Sin embargo, el peor ejemplo se produjo por unos comentarios realizados por una empresaria en el condado de Clay descalificando la apariencia de la saliente Michelle Obama por el color de su piel, mientras daba la bienvenida a Melania Trump, como la clásica y hermosa primera dama de la Casa Blanca. Su lascivo comentario, fue sorpresivamente apoyado por el alcalde local.

¿Justifica la rudeza contra la esposa del aún presidente de Estados Unidos que la primera familia afroamericana en ocupar la casa presidencial sea reemplazada por una pareja blanca?

La primera dama Michelle Obama fue una de las pocas personas que sobrevivió a las elecciones con integridad, dignidad y popularidad propia. Incluso durante sus discursos en la campaña presidencial, además de verse fantástica, representó esa imagen inspiradora de un Estados Unidos multicultural, comprometido con la igualdad de oportunidades para blancos, negros, cristianos, musulmanes, hombres y mujeres, no como una prerrogativa, sino como un derecho.

Aunque afortunadamente luego del episodio vinieron las disculpas, aclarando que no había propósito racista, el aspecto preocupante es que haya quienes todavía puedan sentirse alentados para hacer críticas similares.

Ahora que entramos en una nueva etapa política, estas actitudes han provocado inquietud y consternación entre aquellos que creen en los valores éticos de una sociedad pluralista, inclusiva y tolerante, que al final es lo que le da sentido a la democracia.

Los comentarios realizados en el fragor de la campaña electoral no pueden ser entendidos como una licencia, para desplegar una animosidad negativa en base a la raza, creencias religiosas o culturas, porque las diferencias políticas se pueden dirimir en el terreno de las ideas pero nunca recurriendo a la descalificación personal.

Entre tanto, el nerviosismo aumenta a medida que Donald Trump sigue dando forma a su gabinete: El teniente general retirado Michael Flynn, nombrado ahora asesor de Seguridad Nacional, dijo en el pasado que la militancia islámica es una amenaza existencial para Estados Unidos, mientras el senador Jeff Sessions, el nombrado fiscal general bajo la administración Trump, es un conocido ultraconservador en temas de inmigración, opuesto al cierre de Guantánamo y a la celebración del matrimonio homosexual.
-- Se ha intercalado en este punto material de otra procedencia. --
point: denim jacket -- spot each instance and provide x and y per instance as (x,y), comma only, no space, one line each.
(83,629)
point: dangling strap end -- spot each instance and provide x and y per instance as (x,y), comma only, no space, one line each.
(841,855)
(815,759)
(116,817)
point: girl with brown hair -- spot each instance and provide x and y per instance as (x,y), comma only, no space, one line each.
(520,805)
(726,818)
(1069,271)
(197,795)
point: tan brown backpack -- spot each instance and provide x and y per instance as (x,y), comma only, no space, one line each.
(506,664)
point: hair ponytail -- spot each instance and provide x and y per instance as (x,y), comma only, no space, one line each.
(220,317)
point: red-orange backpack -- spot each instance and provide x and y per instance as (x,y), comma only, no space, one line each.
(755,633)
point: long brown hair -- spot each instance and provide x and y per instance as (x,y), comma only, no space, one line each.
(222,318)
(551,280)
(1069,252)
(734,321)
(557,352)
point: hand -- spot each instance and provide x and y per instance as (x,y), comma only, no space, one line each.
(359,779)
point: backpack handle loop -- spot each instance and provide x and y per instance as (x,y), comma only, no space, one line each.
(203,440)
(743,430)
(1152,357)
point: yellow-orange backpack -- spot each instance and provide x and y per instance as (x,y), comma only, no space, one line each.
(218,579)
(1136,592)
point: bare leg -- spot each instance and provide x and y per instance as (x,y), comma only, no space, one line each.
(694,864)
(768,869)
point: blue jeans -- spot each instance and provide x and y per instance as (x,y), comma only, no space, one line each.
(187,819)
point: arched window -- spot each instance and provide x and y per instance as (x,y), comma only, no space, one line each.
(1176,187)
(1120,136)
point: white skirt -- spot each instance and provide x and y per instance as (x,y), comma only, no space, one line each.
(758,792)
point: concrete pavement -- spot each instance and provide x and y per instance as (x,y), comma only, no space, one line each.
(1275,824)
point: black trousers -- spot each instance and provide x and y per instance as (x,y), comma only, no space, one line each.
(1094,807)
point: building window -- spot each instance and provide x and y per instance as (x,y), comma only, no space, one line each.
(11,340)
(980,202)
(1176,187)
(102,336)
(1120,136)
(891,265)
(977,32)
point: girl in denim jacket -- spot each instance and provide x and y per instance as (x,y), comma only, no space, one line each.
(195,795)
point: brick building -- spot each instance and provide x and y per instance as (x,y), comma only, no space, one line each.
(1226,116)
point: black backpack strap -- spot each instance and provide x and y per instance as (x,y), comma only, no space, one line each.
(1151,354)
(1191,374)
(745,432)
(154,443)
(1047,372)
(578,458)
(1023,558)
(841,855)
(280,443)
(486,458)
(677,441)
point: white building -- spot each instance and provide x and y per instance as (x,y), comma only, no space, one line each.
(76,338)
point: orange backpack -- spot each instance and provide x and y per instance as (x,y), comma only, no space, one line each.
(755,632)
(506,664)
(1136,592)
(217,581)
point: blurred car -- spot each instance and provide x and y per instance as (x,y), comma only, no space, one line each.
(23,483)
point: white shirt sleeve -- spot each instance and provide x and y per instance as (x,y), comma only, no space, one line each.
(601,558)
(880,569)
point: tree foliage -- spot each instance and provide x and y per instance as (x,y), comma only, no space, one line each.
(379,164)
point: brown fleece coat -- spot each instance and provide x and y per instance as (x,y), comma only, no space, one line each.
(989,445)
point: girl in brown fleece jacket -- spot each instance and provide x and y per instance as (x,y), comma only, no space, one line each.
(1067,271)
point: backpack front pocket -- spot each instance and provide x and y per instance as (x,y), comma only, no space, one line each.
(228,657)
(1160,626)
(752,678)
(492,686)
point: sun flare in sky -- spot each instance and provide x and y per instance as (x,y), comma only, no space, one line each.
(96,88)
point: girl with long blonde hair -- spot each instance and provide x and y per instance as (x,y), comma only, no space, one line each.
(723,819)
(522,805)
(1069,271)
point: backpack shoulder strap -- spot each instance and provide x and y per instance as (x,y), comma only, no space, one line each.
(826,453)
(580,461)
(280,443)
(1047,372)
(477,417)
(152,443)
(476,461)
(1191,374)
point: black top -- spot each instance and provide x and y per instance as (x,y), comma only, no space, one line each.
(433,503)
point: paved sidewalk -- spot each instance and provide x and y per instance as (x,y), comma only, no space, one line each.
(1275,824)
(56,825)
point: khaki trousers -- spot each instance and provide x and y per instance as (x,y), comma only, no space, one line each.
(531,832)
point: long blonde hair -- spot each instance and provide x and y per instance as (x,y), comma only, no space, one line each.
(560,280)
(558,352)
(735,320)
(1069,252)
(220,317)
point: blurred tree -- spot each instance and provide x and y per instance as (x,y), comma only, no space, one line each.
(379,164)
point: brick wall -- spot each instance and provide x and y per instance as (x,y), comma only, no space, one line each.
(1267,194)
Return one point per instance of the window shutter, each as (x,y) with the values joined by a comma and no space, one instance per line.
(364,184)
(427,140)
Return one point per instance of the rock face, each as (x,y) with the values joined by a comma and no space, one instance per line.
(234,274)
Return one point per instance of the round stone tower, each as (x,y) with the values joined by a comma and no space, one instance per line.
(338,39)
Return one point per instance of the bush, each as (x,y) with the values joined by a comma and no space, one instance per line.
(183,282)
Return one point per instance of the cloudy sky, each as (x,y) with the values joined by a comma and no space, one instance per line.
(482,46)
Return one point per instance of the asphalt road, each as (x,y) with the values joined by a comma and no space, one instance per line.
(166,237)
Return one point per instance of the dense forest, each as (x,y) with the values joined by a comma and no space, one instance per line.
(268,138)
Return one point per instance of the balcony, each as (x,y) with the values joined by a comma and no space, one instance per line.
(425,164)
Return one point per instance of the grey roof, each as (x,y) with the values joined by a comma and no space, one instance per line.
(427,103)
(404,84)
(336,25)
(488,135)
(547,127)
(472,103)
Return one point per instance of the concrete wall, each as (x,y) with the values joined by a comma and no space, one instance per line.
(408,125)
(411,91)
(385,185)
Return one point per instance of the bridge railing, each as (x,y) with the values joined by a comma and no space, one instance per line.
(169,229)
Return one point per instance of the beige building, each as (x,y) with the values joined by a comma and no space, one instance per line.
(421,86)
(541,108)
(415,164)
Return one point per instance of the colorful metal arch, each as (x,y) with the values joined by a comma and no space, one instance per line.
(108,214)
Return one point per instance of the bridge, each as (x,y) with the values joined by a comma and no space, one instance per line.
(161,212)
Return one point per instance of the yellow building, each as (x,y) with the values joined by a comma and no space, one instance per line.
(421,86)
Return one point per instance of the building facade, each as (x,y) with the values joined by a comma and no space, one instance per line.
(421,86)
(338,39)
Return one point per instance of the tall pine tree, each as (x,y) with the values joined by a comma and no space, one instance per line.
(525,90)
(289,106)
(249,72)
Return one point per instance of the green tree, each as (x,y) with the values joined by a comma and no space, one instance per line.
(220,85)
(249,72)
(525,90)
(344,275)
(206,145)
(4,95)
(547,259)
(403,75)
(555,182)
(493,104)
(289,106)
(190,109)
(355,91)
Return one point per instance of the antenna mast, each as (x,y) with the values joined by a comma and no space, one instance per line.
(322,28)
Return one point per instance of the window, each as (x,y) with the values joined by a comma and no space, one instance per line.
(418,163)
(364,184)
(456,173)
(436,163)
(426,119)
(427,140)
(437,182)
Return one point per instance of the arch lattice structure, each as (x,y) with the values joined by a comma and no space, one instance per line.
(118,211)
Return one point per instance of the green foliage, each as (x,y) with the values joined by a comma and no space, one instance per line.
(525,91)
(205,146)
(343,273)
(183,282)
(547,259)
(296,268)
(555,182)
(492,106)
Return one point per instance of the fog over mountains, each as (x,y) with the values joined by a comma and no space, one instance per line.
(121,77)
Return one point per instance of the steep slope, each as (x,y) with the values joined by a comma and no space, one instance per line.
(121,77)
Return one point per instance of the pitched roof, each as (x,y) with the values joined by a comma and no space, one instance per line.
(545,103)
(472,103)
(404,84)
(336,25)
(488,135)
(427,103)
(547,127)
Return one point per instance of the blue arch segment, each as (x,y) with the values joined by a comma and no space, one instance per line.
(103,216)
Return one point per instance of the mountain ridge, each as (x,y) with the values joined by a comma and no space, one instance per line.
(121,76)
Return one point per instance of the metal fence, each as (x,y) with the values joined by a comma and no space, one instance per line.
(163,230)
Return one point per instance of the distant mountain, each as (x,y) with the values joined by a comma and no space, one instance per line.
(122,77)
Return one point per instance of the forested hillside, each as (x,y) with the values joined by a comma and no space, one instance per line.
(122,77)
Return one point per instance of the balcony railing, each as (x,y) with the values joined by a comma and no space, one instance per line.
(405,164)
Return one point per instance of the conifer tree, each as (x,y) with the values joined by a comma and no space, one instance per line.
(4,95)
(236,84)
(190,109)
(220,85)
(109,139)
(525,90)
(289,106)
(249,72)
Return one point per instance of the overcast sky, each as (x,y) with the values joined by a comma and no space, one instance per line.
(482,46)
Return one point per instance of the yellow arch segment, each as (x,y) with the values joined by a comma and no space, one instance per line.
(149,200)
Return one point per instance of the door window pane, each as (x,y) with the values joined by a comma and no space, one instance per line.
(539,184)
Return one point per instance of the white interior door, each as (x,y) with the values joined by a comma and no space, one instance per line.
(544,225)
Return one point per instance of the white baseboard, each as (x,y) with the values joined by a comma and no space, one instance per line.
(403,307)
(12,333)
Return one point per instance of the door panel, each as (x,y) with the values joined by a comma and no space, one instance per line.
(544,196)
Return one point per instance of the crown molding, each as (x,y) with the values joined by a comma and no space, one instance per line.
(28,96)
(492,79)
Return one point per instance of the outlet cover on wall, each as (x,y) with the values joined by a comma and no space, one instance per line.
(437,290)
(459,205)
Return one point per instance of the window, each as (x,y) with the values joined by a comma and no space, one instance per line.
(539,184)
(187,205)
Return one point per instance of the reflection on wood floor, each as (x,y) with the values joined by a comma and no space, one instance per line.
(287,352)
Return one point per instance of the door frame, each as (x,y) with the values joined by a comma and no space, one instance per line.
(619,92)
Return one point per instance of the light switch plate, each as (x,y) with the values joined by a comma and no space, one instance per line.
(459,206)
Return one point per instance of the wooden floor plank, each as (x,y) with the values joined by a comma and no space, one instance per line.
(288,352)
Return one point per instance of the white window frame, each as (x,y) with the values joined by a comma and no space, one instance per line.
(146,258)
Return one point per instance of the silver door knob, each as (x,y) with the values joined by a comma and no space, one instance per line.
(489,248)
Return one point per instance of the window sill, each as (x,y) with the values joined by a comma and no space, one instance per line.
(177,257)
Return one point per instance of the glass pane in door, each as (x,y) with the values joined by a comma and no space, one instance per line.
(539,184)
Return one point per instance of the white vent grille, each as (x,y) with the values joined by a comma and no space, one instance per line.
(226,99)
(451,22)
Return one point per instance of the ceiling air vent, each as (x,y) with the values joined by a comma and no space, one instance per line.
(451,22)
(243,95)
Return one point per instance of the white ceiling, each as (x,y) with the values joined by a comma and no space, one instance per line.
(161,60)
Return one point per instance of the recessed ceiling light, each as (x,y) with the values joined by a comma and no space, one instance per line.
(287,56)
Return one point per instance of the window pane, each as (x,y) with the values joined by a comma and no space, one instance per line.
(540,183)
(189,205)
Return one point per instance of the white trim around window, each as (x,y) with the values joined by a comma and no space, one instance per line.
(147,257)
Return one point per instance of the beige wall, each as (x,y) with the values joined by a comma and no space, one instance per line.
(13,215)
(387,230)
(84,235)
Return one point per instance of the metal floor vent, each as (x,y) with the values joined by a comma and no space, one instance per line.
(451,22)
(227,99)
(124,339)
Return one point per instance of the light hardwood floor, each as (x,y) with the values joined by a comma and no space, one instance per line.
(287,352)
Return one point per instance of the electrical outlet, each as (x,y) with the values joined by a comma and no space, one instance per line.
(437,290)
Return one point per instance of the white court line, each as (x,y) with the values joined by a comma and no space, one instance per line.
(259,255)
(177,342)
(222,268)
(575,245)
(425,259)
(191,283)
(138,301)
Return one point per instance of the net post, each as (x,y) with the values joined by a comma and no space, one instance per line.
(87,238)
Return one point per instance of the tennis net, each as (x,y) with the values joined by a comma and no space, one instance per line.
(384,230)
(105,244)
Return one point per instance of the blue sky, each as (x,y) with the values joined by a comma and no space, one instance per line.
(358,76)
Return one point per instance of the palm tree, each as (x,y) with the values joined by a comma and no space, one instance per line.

Muchos en Estados Unidos se inquietan ante la posibilidad de que el nuevo presidente y su equipo impongan una era de divisionismo conservador, en el que los comentarios, como el que salió del condado de Clay hace una semana, puedan extenderse a todo el país.

El exsecretario de Estado Henry Kissinger sostuvo hace poco que Trump se encuentra en una posición única, al haber conseguido la presidencia sin sellar pactos con ningún grupo y que era conveniente no acorralarlo y darle una oportunidad.

Tratar de cerrar las fisuras, sería un buen comienzo.